Финк пишет про рождение и смерть, поскольку именно они задают границы человеческой жизни, то есть определяют жизнь как некую целостность. Его вопрос в том, существуют ли для трансцендентального субъекта начало и конец трансцендентальной жизни и в каком смысле — или же это события сугубо эмпирические? И для него принципиально — мы еще вернемся к этому, — что на этот вопрос нельзя ответить «да» или «нет», сама форма постановки этого вопроса определена «внутримирными» понятиями; это только указание на проблему: можно ли говорить о начале и конце трансцендентального субъекта, о начале и конце во времени потока переживаний?9 Тот же вопрос можно задать в отношении его единичности: не является ли всякое «я», так же как и «мы», только обмирщенной, привычной реализацией «монадической интерсубъективности», к которой Гуссерль выходит в V Картезианской медитации? Иными словами, можно ли говорить о множестве отдельных трансцендентальных субъектов или же феноменологическая деятельность представляет собой единую деятельность, которую осуществляет все феноменологическое сообщество как единый (не коллективный, а «тот же самый») трансцендентальный субъект?

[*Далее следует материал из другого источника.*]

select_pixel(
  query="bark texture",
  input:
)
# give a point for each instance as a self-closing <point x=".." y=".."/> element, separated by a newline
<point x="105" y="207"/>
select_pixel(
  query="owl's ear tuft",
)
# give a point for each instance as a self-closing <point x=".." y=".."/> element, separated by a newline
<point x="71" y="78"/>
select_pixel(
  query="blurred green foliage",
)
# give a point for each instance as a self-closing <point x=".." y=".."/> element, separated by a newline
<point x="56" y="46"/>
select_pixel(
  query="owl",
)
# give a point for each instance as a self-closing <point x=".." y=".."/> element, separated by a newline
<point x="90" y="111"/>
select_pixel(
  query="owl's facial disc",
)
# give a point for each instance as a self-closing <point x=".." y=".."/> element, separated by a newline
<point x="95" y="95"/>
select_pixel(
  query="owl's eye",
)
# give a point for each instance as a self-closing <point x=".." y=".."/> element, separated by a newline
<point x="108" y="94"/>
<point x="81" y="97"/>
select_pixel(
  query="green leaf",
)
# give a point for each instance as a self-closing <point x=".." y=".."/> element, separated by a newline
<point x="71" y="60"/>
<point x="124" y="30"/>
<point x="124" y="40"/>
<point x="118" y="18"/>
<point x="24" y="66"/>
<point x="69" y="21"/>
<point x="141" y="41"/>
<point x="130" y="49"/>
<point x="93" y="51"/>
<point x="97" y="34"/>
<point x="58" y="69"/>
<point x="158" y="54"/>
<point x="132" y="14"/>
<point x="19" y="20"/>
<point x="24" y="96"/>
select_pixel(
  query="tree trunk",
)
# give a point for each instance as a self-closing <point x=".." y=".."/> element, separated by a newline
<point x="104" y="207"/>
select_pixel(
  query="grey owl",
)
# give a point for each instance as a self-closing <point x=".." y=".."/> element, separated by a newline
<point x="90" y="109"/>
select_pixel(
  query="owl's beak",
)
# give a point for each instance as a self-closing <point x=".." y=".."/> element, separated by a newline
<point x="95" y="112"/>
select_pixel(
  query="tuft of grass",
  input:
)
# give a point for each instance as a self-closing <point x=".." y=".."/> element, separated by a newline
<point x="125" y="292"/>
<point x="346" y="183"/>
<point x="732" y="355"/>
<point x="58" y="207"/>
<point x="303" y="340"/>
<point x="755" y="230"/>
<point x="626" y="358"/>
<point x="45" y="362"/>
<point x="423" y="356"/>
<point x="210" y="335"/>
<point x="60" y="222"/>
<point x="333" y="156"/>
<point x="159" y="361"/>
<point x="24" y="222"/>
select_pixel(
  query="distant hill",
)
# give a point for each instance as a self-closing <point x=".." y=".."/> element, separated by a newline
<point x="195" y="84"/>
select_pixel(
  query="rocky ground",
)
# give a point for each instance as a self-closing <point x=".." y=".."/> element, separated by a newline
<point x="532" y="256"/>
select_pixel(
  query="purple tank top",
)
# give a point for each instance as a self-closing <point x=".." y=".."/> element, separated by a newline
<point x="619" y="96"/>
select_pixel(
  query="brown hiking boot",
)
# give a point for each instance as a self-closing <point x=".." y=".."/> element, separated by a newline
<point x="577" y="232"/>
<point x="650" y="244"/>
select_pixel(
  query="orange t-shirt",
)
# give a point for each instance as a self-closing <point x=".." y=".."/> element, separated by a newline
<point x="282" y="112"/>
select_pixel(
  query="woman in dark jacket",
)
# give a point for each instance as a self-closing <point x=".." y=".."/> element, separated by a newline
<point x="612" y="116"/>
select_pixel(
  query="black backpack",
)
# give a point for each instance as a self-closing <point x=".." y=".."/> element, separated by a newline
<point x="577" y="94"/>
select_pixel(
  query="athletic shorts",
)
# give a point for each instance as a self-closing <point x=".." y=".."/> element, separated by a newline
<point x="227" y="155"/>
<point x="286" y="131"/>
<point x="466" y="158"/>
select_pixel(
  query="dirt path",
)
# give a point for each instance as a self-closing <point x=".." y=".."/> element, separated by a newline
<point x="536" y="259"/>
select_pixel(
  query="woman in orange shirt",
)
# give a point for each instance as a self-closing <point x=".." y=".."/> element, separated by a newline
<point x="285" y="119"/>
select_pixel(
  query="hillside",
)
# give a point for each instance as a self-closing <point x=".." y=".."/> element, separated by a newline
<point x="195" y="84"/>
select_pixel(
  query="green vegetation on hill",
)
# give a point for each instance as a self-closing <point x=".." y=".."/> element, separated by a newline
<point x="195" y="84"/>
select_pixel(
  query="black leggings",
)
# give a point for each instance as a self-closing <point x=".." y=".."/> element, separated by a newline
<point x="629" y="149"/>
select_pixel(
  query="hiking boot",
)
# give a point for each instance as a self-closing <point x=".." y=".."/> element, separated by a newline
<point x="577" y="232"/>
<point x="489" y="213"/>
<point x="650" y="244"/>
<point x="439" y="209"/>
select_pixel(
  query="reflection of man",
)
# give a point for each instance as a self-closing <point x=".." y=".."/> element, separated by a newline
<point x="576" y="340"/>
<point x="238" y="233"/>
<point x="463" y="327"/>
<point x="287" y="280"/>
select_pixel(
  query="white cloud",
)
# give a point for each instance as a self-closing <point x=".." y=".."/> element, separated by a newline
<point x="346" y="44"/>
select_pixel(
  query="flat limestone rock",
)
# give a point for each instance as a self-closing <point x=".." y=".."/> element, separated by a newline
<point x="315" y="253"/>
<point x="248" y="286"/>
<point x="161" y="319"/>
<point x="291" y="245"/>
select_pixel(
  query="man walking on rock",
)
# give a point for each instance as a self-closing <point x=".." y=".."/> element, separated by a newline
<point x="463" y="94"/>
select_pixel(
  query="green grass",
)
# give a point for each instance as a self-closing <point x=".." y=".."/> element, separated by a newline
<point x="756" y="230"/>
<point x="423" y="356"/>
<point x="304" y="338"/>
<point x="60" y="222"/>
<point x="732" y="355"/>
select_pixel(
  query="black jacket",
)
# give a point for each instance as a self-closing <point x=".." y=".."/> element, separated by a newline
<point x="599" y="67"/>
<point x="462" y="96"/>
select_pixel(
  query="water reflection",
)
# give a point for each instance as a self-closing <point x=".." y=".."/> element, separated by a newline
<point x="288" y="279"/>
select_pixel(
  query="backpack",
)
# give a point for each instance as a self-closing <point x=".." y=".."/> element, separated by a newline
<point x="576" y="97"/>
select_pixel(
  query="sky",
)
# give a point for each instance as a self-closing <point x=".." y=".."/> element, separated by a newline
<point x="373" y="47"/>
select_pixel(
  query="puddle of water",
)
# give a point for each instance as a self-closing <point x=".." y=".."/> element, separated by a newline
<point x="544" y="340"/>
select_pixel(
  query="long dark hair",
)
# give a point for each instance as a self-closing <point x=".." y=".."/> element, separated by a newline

В числе прочих неданностей, которые являются предметами конструктивной феноменологии, если продолжать использовать эту терминологию, можно перечислить данность, бытие и сущее, вещь и «вещность» (Sachlichkeit), мир — все то, что в «Элементах критики Гуссерля» Финк называет непродуманными предрассудками феноменологии Гуссерля (Fink, 2016b)10. При этом речь не о том, что мы можем посредством феноменологического анализа избавиться от этих предрассудков как предрассудков, прояснить их раз и навсегда и выстроить таким образом некую феноменологическую метафизику. Совсем наоборот — он указывает, что это сфера, которой анализ не достигает, но которая сама обуславливает его. И лишение этих «предметов» — а по сути, понятий — их проблемного характера, уверенность в окончательной определенности от-

9 Подробнее об этом см.: (Ikeda, 2015, 163 ff.). Икеда формулирует то, что можно было бы назвать «финковской антиномией» относительно локализуемости потока переживаний во времени и подытоживает ее цитатой из Финка: «Целостность потока переживаний не находится во времени» („Die Ganzheit des Erlebnisstroms ist keine innerzeitliche").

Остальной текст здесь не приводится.